Adele’s rendition of “Hello” to open the 59th Grammys show was a little shaky at first, a case of performance nerves. But the fear combined with sadness and disgust as Adele heard from her seat at the Staples Center that she had won for Song of the Year was different. I know what Adele was feeling at that moment as the left corner of her mouth pulled wide in fear, and simultaneously downward in a display of sadness and disgust. On the other hand, I can’t say for sure what she was thinking.
But given how the Grammys imitate the Oscars in favoring one big annual winner, Adele may well have known what might follow. She might, and did, go on to be declared the winner for Record of the Year before capping off her triumph with Album of the Year.
Adele is far, far more a singer than a (fake) actress. She shows how she authentically feels. Bowing to a gracious Beyonce seated in the front row before her, Adele was, as everyone could witness, remarkably candid.
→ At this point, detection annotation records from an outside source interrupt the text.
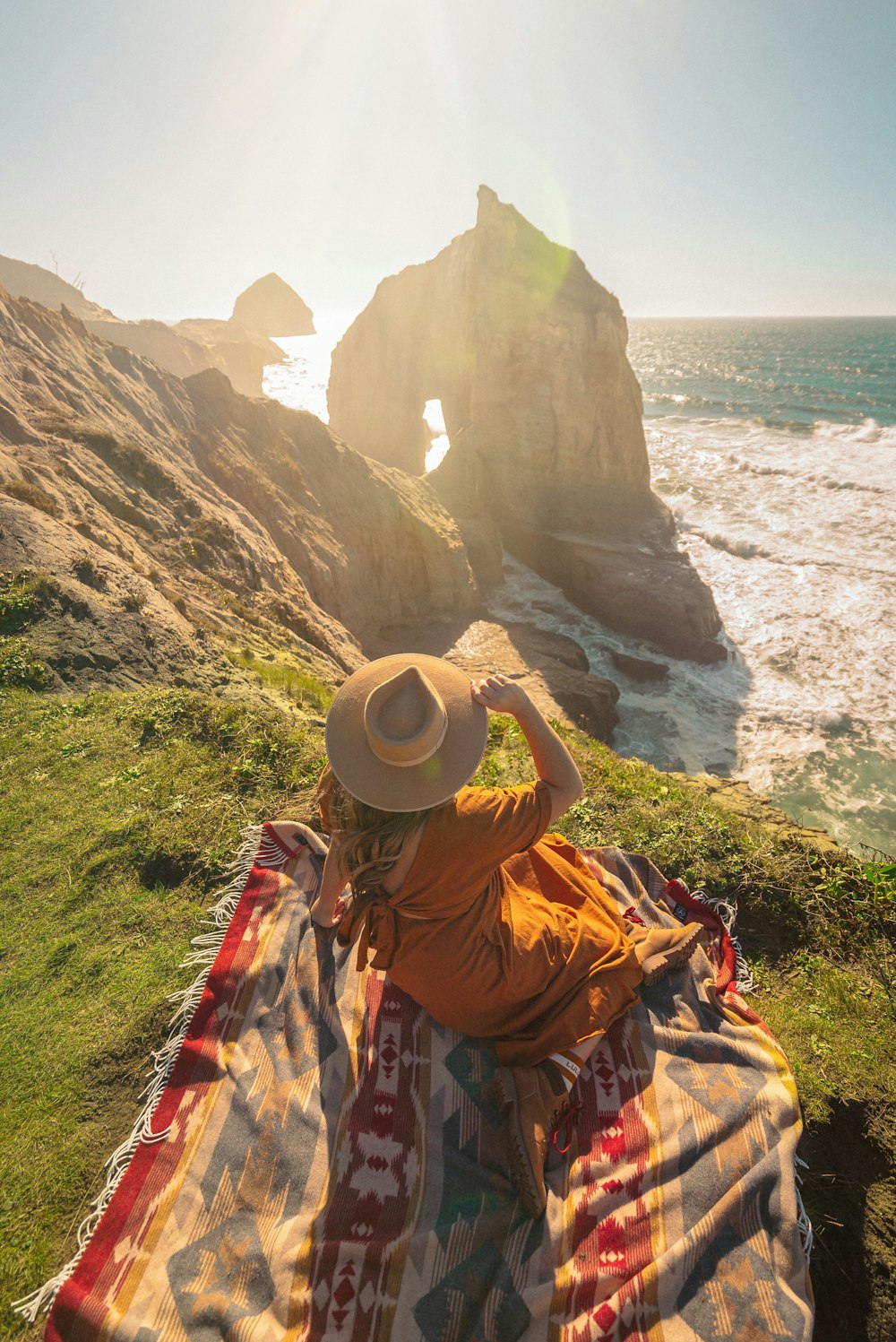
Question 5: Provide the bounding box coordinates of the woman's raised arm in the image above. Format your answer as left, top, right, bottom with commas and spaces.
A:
470, 675, 582, 824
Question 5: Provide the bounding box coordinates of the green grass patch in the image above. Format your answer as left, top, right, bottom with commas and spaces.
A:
225, 648, 334, 714
0, 697, 896, 1339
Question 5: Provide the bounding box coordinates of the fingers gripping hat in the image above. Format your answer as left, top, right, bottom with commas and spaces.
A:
326, 654, 488, 810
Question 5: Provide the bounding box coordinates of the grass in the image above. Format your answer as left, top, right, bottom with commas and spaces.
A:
227, 648, 332, 714
0, 687, 896, 1342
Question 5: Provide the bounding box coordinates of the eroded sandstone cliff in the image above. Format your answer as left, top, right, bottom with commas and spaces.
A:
327, 186, 724, 661
0, 256, 304, 396
0, 290, 478, 686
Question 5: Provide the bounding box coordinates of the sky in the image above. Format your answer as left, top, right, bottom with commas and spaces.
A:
0, 0, 896, 319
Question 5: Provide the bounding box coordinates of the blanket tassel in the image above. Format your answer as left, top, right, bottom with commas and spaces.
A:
11, 826, 287, 1323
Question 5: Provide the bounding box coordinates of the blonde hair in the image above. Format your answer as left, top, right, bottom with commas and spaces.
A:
316, 765, 445, 899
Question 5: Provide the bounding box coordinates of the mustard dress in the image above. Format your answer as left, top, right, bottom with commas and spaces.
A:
321, 783, 642, 1066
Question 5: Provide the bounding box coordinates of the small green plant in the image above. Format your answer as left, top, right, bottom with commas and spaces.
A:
0, 636, 52, 689
227, 647, 332, 714
3, 481, 59, 516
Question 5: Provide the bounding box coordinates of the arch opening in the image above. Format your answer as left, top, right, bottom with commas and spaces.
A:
423, 400, 451, 475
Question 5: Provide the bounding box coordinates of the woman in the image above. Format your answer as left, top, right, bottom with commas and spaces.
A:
313, 655, 700, 1216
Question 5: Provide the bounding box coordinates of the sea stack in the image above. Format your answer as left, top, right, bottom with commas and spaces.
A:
327, 186, 724, 662
230, 273, 314, 335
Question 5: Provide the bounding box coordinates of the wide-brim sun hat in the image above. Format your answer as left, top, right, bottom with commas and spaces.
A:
326, 653, 488, 810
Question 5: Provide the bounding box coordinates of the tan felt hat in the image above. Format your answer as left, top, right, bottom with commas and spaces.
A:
326, 653, 488, 810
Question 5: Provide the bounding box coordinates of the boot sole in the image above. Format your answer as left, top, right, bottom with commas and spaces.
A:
642, 923, 702, 986
494, 1067, 547, 1217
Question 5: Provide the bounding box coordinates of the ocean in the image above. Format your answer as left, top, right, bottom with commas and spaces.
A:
265, 316, 896, 853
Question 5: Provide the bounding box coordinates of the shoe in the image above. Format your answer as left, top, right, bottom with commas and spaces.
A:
625, 923, 702, 983
492, 1067, 572, 1217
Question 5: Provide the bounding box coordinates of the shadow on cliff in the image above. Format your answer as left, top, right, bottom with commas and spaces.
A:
799, 1102, 896, 1342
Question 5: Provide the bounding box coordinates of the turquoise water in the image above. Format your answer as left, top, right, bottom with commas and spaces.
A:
629, 316, 896, 429
265, 316, 896, 853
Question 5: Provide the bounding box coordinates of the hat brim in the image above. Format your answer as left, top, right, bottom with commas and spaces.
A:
326, 654, 488, 810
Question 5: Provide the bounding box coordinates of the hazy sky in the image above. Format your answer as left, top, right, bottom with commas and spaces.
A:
0, 0, 896, 316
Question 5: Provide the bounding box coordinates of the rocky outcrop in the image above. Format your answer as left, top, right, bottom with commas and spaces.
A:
327, 186, 724, 661
84, 314, 286, 396
173, 316, 286, 396
0, 256, 290, 396
0, 290, 478, 683
230, 273, 314, 335
373, 618, 620, 742
0, 256, 111, 318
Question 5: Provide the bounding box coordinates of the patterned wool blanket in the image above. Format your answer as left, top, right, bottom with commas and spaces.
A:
24, 823, 812, 1342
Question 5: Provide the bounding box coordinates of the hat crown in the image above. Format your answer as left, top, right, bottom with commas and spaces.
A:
364, 666, 448, 767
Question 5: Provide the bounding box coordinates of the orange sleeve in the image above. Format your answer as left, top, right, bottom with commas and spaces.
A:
432, 781, 551, 882
318, 775, 332, 836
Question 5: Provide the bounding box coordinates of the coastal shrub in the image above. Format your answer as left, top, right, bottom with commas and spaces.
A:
0, 569, 60, 634
0, 687, 896, 1339
225, 647, 332, 714
3, 481, 59, 516
0, 635, 52, 689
Claiming “I can’t possibly accept” the Album of the Year award, Adele then called Beyonce’s more stunning Lemonade album “monumental.” I only wish the Recording Academy’s voters had felt so equally shaken in denying Beyonce the evening’s big prize.
After a history of 62 Grammy nominations and only one big win, she had to be feeling personal disappointment.
For her part, Beyonce went from a wince, to a concerned, worry wrinkle between her eyebrows upon experiencing Adele’s raw feelings, to a tear in her eyes by the end of Adele’s respectful speech. Those signs of sadness by Beyonce were completely and poignantly understandable. After a history of 62 Grammy nominations and only one big win, she had to be feeling personal disappointment. And in the bigger picture, Beyonce stayed in the realm of sadness rather than anger or disgust in knowing that the Recording Academy has in the past five years overlooked Frank Ocean, Kendrick Lamar and herself in awarding the top prize to a slew of white musical acts: Mumford & Sons, Daft Punk, Beck, Taylor Swift, and now Adele.
It became a real show-stopper within the staged show: a gracious Beyonce and a fervent, distraught Adele making more than just eye contact. A beautiful demonstration of empathy, mutual respect and support united the two women, even as the stage behind the British diva filled with songwriters and producers from Adele’s nearly all white, male team.